J'ai un problème fondamental avec la situation actuelle: c'est que le législateur délègue sa compétence législative à un organisme privé. Il est d'ailleurs très rare que le législateur transfère une compétence. Or, dans ce domaine qui est bien évidemment très sensible, nous déléguons notre compétence à l'Académie suisse des sciences médicales. Mais, à mes yeux, ce n'est pas parce qu'un domaine est sensible qu'il faut que le législateur transfère ses responsabilités. Si nous prenons la question de l'avortement, par exemple, qui est aussi une question extrêmement sensible, nous avons fixé un cadre légal qui s'applique; nous n'avons pas laissé des organismes scientifiques trancher cette question.

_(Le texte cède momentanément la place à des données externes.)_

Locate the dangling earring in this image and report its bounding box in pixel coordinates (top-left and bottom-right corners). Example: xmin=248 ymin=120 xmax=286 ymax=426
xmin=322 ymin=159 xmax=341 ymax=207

La situation actuelle pose un second problème: elle conduit à un certain nombre de cas concrets qui sont à mes yeux inacceptables. J'ai été particulièrement choqué par une affaire judiciaire qui a eu lieu dans le canton de Neuchâtel où une femme médecin a été traînée devant les tribunaux. La législation actuelle fait que des médecins parfaitement respectables peuvent se retrouver devant la justice alors qu'ils ont agi en leur âme et conscience. Cela n'est sans doute pas un hasard si l'initiative a été déposée par le canton de Neuchâtel, c'est parce que l'affaire précitée a suscité un certain émoi dans le canton, un malaise chez les médecins, un malaise aussi chez les procureurs, dont une partie a le sentiment que le législateur les laisse un peu seuls face à cette question extrêmement sensible. C'est le résultat de notre refus de légiférer.
Vous l'aurez compris, je suis un peu frustré par la situation actuelle. Mais j'aurais sans doute ruminé cette frustration sans faire de proposition si, il y a quelques jours, l'Académie suisse des sciences médicales n'avait pas publié une nouvelle directive, qui soulève des critiques. Dans le cadre de la consultation, la FMH s'est opposée à cette modification. Nous verrons si, dans les prochains mois, la FMH accepte la directive. Celle-ci introduit la notion de "souffrances insupportables". Un certain nombre de médecins considèrent que ce critère subjectif est beaucoup trop vague. Il y a donc un certain malaise chez les médecins, qui risquent de se retrouver en face de cas très complexes à trancher et face à des cas de conscience. Il y aura ensuite un problème aussi pour les procureurs qui devront appliquer des critères qui sont extrêmement flous.
Cette dernière polémique me conforte dans l'idée que le débat sur la problématique de l'assistance au suicide est un débat politique, qui doit être tranché par le Parlement et pas un débat réservé aux seuls milieux éthiques et médicaux. Débattre des questions les plus sensibles, c'est toute la noblesse de la politique et c'est pourquoi, personnellement, je soutiens l'initiative du canton de Neuchâtel.